Dr. Hursey also completed a Mental Residual Functional Capacity Assessment form. (Tr. at 666-69). He generally found that Claimant was not significantly limited in most mental work-related functions, except she had moderate limitations in her ability to understand and remember detailed instructions; to interact appropriately with the general public; and to get along with coworkers or peers without distracting them or exhibiting behavioral extremes. (Id.). As far as his RFC assessment, Dr. Hursey opined that Claimant could engage in gainful activity. He stated that she could complete tasks at a slower pace with regularly scheduled breaks; she could understand routine, repetitive instructions and retain at least one step in her memory; and she could maintain limited contact with supervisors and co-workers. He believed Claimant should have only minimum, brief interaction with the public. (Tr. at 668). Dr. Hursey's Psychiatric Review Technique and Mental RFC assessment were affirmed by Jeff Harlow, Ph.D., who reviewed Claimant's file on June 18, 2011. (Tr. at 679).

VI. Standard of Review

The issue before the Court is whether the final decision of the Commissioner is based upon an appropriate application of the law and is supported by substantial evidence. See Hays v. Sullivan, 907 F.2d 1453, 1456 (4th Cir. 1990). In Blalock v. Richardson, the Fourth Circuit Court of Appeals defined "substantial evidence" to be:

[E]vidence which a reasoning mind would accept as sufficient to support a particular conclusion. It consists of more than a mere scintilla of evidence but may be somewhat less than a preponderance. If there is evidence to justify a refusal to direct a verdict were the case before a jury, then there is "substantial evidence."

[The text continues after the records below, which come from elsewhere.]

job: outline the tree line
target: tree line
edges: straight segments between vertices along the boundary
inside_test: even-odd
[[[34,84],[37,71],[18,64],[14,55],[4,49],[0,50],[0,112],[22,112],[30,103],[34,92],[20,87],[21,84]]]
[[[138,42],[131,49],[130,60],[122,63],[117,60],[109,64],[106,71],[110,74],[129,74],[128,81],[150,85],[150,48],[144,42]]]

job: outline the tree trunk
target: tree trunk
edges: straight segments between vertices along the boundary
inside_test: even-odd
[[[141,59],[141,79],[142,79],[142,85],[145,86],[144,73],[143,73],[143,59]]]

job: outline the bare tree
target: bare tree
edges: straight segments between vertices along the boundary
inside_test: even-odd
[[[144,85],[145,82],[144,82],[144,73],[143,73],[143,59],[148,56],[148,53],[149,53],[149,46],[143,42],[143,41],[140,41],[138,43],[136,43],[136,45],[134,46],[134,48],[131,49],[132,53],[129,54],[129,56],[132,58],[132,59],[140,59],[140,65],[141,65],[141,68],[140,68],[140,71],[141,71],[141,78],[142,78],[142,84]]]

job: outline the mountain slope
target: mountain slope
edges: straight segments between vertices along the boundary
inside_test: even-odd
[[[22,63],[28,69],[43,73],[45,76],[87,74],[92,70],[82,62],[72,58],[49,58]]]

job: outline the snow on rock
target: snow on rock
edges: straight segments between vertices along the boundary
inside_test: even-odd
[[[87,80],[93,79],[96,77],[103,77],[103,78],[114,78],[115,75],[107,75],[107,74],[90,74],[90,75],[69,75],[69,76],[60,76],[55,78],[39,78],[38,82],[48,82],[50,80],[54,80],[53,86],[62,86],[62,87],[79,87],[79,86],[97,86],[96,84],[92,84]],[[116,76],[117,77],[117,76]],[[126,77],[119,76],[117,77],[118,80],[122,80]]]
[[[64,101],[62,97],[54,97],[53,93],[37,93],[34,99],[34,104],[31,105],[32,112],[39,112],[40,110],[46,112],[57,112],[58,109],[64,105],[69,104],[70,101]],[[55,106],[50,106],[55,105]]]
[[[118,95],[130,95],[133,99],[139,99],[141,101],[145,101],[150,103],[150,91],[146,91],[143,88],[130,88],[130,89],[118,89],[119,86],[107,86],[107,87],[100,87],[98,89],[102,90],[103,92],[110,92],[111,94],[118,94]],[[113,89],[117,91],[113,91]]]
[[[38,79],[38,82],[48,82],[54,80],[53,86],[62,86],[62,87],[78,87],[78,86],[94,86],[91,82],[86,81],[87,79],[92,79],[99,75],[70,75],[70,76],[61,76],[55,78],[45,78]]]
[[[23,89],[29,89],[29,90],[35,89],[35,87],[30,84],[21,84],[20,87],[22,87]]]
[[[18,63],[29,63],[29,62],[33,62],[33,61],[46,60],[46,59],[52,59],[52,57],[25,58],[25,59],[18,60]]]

Blalock, 483 F.2d at 776 (quoting Laws v. Celebrezze, 368 F.2d 640, 642 (4th Cir. 1966)). This Court is not charged with conducting a de novo review of the evidence. Instead, the Court's function is to scrutinize the record and determine whether it is adequate to support the conclusion of the Commissioner. Hays, 907 F.2d at 1456. When conducting this review, the Court does not re-weigh evidence, make credibility determinations, or substitute its judgment for that of the Commissioner. Craig v. Chater, 76 F.3d 585, 589 (4th Cir. 2001) (citing Hays, 907 F.2d at 1456). Moreover, "[t]he fact that the record as a whole might support an inconsistent conclusion is immaterial, for the language of § 205(g)... requires that the court uphold the [Commissioner's] decision even should the court disagree with such decision as long as it is supported by `substantial evidence.'" Blalock, 483 F.2d at 775 (citations omitted). Thus, the relevant question for the Court is "not whether the claimant is disabled, but whether the ALJ's finding of no disability is supported by substantial evidence." Johnson v. Barnhart, 434 F.3d 650, 653 (4th Cir. 2005) (citing Craig, 76 F.3d at 589).

VII. Discussion

A. The ALJ's Consideration of the Medical Source Opinion

Claimant contends that the ALJ incorrectly assigned greater weight to the opinions of two non-examining consultants (Dr. Hursey and Dr. Harlow) than to the opinions of two examining consultants (Mr. Atkinson and Ms. Van Verth Sayre). Furthermore, she believes that the ALJ did not adequately explain his rationale for the weight he assigned to the various medical opinions.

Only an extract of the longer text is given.